M/F - Страница 20
Он стучал ботинком по основанию своего металлического стола, тем самым как бы подчеркивая наиболее важные моменты. Это был гладкий, в меру упитанный мужчина с умными карими глазами, которые — единственные из всех здешних полицейских глаз — не были загорожены темными очками. Констебли, приведшие меня в участок, стояли в небрежных, расхлябанных позах по обе стороны от начальственного стола. Оба быстренько изобразили угодливый подобострастный смех. Один из патрульных, жевавший листья коки, брызнул слюной. Инспектор сурово взглянул на обоих. Они сразу же приуныли, откозыряли, и тот, который не брызгал слюной, сказал:
— Muwvijemu.
— Да уж, идите. С пьяными разбирайтесь на месте. Тут у нас не ночлежка для алкашей.

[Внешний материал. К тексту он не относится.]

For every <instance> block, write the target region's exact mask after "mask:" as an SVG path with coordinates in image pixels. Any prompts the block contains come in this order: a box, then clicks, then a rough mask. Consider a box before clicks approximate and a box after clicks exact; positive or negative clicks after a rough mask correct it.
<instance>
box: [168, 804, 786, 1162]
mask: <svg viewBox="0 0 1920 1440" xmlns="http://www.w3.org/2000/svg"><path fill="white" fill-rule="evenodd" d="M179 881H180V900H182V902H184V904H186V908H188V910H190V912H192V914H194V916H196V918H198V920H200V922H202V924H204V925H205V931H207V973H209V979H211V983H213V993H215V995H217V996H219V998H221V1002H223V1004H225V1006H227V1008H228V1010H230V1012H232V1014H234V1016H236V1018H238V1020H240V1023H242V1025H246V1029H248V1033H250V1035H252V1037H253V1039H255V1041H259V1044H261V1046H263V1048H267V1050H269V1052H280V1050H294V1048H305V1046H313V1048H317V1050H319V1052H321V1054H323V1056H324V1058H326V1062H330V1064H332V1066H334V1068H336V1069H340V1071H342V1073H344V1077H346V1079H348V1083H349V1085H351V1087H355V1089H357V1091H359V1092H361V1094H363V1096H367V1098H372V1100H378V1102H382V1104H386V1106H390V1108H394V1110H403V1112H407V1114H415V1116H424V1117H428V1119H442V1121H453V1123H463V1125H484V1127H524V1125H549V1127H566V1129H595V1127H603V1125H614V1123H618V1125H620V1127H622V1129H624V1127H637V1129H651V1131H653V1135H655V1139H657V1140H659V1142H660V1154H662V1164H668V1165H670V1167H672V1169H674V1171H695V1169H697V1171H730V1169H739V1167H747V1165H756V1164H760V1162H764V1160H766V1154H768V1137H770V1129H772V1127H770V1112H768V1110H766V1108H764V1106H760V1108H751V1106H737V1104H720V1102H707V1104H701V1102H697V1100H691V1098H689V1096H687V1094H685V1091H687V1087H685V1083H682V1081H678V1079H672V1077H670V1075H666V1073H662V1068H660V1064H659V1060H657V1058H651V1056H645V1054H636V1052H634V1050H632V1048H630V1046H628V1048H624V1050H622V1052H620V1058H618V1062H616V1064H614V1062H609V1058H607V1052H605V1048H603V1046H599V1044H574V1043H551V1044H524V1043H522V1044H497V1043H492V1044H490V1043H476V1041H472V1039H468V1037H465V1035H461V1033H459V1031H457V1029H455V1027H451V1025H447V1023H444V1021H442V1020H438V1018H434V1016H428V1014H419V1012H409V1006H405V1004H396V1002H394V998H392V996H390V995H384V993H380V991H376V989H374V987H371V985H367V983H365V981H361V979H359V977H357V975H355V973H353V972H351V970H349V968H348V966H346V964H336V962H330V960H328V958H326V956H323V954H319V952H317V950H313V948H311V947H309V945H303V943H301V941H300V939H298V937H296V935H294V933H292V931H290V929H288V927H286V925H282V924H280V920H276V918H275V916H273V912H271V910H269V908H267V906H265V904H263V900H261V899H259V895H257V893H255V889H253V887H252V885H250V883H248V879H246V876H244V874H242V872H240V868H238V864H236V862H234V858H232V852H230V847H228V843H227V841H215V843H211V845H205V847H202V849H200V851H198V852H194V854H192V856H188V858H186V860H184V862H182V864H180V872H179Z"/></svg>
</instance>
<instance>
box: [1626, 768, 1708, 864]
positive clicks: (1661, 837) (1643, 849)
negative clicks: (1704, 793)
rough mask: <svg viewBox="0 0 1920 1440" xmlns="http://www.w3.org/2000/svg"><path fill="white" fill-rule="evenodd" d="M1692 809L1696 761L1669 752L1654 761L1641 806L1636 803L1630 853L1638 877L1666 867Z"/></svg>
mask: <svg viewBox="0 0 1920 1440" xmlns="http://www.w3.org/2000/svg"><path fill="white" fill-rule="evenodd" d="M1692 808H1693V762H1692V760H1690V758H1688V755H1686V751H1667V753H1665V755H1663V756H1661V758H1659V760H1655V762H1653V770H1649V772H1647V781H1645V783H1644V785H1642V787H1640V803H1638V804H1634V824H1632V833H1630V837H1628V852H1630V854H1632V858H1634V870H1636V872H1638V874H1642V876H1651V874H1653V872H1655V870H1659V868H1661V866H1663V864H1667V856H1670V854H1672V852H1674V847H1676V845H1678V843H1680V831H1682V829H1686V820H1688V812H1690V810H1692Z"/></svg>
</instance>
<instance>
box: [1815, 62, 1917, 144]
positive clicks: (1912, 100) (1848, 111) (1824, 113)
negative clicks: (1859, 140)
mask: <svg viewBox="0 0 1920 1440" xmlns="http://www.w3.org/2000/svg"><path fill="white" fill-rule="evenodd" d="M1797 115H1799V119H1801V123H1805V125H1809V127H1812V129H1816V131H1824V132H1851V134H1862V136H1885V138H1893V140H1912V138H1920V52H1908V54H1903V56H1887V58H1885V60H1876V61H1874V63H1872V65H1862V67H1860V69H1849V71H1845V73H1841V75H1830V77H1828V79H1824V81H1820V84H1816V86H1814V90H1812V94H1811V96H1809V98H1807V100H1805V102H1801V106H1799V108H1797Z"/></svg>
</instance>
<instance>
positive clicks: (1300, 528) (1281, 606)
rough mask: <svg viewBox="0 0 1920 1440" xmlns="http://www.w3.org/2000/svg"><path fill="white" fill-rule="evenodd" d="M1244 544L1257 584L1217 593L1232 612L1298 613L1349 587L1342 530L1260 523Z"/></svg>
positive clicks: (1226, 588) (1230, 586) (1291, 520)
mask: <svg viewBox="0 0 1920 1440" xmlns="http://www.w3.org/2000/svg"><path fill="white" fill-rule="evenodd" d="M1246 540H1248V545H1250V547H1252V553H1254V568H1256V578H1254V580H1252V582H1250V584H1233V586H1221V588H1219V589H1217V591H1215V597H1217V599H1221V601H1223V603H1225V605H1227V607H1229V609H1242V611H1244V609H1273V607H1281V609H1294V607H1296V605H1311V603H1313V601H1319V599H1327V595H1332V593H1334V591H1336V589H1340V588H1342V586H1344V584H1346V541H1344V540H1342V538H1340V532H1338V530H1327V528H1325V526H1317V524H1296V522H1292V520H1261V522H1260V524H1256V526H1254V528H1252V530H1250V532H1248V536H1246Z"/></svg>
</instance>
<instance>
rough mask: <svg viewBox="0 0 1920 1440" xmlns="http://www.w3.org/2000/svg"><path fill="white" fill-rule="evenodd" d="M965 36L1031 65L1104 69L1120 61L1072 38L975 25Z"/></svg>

— Я ничего не выдумываю, — сказал я. — Говорю только правду. Доктор Гонзи стрелял в меня. Я поэтому и свистел. Трижды. В смысле он трижды стрелял.
— О Господи, доктор Гонзи — убийца! Может быть, все-таки скажешь, куда ты дел пистолет? У тебя, кстати, есть разрешение на ношение огнестрельного оружия?
— Я что, похож на идиота, который стал бы свистеть, звать полицию, если сам же и стрелял?
— Такое я слышал уже не раз. Мы тут, знаешь ли, тоже не идиоты.
Инспектор проинспектировал судейский свисток, вертя его в пальцах так, будто скручивал сигарету. Потом сказал:
— Тут на нем гравировка. Имя владельца, я так понимаю. В. Пособланко. Ты В. Пособланко? Прежде чем отвечать, хорошо подумай.
— Я уже вам называл свое имя.
— То есть ты признаешь, что украл этот свисток у В. Пособланко?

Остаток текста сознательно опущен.